Contra

As a typical rural scandinavian by upbringing, “optimism” comes hard for me.

This election is no exception.

Same as the last one, really. Those who were listening to the NARN on election night 2016 may recall that when I saw Wisconsin drop in the hoop for the President, I was briefly speechless, and my head started swimming. Being speechless is a bad thing on talk radio – so I said the only thing I could think of: “I think someone slipped LSD in the cucumber water, here at the Radisson Blu”.

Such was the cognitive dissonance.

Anyway – call it being of Norwegian descent; call it the political fatalism that comes from being a conservative in a moldy blue city for 35 years; call it whatever you want. I see the evidence of the enthusiam gap in Trump’s favor – but am sort of wired, by this point, to think that whatever the transiet passions of suburban soccer moms don’t screw up, the Democrat fraud machine will.

And that bothers me a lot more this year than it did four years ago, because as awful a president as Killary would have been, she was a known-ish quantitiy. If you liked Slick Willy with a dose of hectoring harpy on top, you could deal with her.

Slow Joe? He’s nothing but a delivery system for The Squad, via their competent aunt Kamala.

But it’s a lost cause. The polls prove it! NPR keeps saying so.

Well, most of the polling.

Trafalgar was the canary in the coalmine four years ago, and they remain resolutely contrarian this go-around as well.

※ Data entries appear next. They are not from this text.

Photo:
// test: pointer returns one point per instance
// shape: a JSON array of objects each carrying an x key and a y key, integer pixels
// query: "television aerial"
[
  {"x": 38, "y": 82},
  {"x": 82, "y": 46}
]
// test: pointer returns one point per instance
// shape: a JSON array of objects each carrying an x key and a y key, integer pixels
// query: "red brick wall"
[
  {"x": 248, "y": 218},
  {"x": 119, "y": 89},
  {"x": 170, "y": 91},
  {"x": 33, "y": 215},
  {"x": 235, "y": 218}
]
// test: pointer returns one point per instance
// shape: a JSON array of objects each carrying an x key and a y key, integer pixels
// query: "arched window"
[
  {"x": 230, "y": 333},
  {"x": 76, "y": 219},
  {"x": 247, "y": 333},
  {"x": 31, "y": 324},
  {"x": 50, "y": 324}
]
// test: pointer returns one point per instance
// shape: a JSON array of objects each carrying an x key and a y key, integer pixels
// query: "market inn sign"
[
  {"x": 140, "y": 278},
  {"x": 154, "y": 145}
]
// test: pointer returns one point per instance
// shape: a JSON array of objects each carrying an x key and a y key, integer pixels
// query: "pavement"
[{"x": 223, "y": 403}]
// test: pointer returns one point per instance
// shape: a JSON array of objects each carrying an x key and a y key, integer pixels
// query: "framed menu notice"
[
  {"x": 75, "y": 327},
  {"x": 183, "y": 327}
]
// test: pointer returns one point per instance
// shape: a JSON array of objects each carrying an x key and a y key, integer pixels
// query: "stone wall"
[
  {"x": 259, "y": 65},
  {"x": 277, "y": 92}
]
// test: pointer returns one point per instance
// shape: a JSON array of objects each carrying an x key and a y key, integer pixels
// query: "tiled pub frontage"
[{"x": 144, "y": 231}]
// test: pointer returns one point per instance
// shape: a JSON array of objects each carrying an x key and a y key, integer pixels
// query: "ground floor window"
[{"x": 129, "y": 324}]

Trafalgar tries to avoid so-called weighting to get the partisan mix of respondents right. A traditional pollster might want to get, say, 35 percent Republicans to have a balanced survey, but he comes up short because Republicans are less likely to respond. If only, say, 22 percent of Republicans answer, they are given additional weight to make up for the shortfall.

“The better you do at getting an even sample,” according to Cahaly, “the less weighting you have to do.”

One problem with weighting is that Republicans “who don’t like Trump can’t wait to answer a poll,” he says. “So immediately, within the 22 percent, they’ve probably overrepresented it, the anti-Trump Republicans, the Never Trumper types. Well, when you weight that up from 22 to 35, now you have skewed an already bad representation sample. So that’s kind of inherently how they can be so off.”

The whole thing is worth a read.

We shall see.

One thought on “Contra

  1. I heard Cahaly on Glen Beck’s show yesterday. He’s definitely got a more believable poll than all of the left wing biased versions.